Consider the simple example of teaching AI to understand the rule of transitivity, as in the case of the objects A, B and C. The neurosymbolic approach to learning ‘larger than’ in, for example, computer vision would share this knowledge across different domains, from towers of blocks to arithmetic magnitudes. The general rule structure is the same. Once the system extracts the logical rule as a description of its behaviour, the rule applies correctly to any three magnitudes regardless of whether they appeared in the training data. This is extrapolation, not just interpolation.
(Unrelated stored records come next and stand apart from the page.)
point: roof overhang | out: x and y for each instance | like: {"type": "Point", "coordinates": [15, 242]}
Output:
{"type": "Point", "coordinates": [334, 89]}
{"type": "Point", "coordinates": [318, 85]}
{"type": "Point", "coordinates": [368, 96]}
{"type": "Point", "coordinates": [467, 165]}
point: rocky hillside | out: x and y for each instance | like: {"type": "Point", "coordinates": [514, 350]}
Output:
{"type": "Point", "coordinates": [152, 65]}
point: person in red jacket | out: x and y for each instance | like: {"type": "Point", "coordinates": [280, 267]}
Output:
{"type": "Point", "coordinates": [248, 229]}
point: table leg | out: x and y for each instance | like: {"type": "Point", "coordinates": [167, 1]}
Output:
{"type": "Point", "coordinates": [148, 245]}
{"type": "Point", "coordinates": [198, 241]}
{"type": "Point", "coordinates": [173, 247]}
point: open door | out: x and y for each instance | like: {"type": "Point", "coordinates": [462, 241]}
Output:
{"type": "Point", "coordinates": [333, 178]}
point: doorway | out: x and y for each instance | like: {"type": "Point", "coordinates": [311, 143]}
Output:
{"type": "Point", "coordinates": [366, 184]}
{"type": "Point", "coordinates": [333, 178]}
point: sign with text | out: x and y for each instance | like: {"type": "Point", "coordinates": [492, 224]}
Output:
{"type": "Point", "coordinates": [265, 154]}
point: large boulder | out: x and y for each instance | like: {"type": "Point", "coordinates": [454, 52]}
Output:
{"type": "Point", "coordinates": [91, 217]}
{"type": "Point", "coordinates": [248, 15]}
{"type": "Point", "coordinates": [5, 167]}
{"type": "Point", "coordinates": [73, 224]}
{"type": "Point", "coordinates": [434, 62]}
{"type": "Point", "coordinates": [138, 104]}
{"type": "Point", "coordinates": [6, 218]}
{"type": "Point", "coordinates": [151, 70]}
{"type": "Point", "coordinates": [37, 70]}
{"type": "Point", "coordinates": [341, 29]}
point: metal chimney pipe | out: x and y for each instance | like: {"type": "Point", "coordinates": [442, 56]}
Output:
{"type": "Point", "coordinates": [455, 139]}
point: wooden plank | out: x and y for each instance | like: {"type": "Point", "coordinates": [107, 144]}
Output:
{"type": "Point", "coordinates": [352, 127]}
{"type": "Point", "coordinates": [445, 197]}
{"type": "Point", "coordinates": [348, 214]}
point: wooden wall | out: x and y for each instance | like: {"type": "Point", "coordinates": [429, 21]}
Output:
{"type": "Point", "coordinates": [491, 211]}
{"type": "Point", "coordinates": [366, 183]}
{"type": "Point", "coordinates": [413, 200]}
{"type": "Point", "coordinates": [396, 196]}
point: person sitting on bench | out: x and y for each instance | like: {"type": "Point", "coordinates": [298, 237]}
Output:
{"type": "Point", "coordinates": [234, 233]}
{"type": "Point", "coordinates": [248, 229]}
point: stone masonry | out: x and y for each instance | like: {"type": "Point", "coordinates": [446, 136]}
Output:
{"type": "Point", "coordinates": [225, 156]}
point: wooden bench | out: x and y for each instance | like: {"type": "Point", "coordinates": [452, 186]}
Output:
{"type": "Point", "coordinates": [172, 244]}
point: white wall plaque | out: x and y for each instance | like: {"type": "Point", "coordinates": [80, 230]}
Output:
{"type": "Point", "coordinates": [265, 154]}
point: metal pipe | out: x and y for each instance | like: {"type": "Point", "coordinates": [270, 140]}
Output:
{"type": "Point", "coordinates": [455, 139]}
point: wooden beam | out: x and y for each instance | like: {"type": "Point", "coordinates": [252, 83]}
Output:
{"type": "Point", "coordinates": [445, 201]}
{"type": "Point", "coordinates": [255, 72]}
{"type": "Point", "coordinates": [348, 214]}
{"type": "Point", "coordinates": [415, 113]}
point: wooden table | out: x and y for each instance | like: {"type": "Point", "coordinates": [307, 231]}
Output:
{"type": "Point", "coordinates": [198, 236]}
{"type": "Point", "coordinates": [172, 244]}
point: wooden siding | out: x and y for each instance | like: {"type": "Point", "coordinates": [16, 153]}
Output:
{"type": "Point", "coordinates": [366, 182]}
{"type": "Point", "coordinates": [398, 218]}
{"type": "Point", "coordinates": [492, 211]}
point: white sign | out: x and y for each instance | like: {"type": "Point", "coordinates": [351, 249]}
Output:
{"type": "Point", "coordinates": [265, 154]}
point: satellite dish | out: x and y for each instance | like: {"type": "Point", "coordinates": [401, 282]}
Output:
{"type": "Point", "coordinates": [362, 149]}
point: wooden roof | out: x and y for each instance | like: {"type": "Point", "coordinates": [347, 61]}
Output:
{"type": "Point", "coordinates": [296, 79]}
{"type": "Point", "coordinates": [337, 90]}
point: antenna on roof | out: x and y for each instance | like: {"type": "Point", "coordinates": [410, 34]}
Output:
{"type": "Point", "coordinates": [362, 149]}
How neurosymbolic AI solves problems

The neurosymbolic approach addresses several critical problems: 

  • Reliability: reasoning using symbolic rules extracted from a trained network applies consistently across any number of steps, avoiding the accumulation of errors seen in continuous neural network calculations. This means more trustworthy AI systems that don't suddenly fail when asked slightly different questions.
  • Efficiency: instead of requiring ever more training data and parameters, successful combination of data and knowledge enables network compression rather than scaling up. Knowledge reuse across tasks requires less data over time. The recipe is ‘learn a little, reason a little, repeat’ — the opposite of training massive models from scratch.
  • Explainability: symbolic descriptions enable intervention with what-if questions. Given a rule extracted from a network, domain experts can ask: what if this condition was false? What minimal change would alter the outcome? This transparency is crucial for high-stakes applications like medical diagnosis or financial decisions.
  • Safety: when AI systems can act autonomously, guardrails are needed. Neurosymbolic AI can achieve safety via verifiable descriptions of network modules, imposing requirements specified in logic rather than hoping that post-hoc testing or human feedback will catch every bug.

The path forward

We're already seeing hints of the neurosymbolic approach in Google's AlphaGeometry system combining neural networks with discrete search and in DeepSeek’s use of model compression. Amazon’s latest formal methods approach promises to combine LLMs and interactive theorem-proving using neurosymbolic AI. But these are just first steps.

The fundamental insight is that different types of problems require different types of computation. Neural networks excel at pattern recognition and learning from messy data. Symbolic systems excel at logical reasoning, handling edge cases and working with limited data. Rather than treating these as competing paradigms, neurosymbolic AI treats them as complementary tools in a unified framework. 

The accumulation of errors in continuous learning systems needs to be controlled through symbolic manipulation. The combination of the two approaches reconciles what computer scientist Leslie Valiant described as the statistical nature of learning and the logical nature of reasoning. That’s what’s at the centre of neurosymbolic AI research.

Conclusion

The current AI plateau doesn't mean we've reached the limits of AI. It means we've reached the limits of a particular approach. The scale-based approach to AI has failed to achieve artificial general intelligence despite vast financial investment. Now, we need systems that can learn from fewer examples, reason reliably, handle novelty and reuse knowledge across domains.

Neurosymbolic AI offers a principled path forward. By having a better understanding of AI capabilities and leveraging both learning and reasoning, technological advancements can address the challenges of data efficiency, reliability and trust. Rather than simply making neural networks bigger, we need to combine the flexibility of learning with the reliability of logical reasoning.

The third wave of AI will be neurosymbolic. It won't be built solely on scale, but on sound integration of learning and reasoning afforded by neurosymbolic AI theory. For developers, project managers and technical professionals, understanding this shift will be crucial as we move towards AI systems with decentralised agents that are collectively impressive, but also controllable and trustworthy.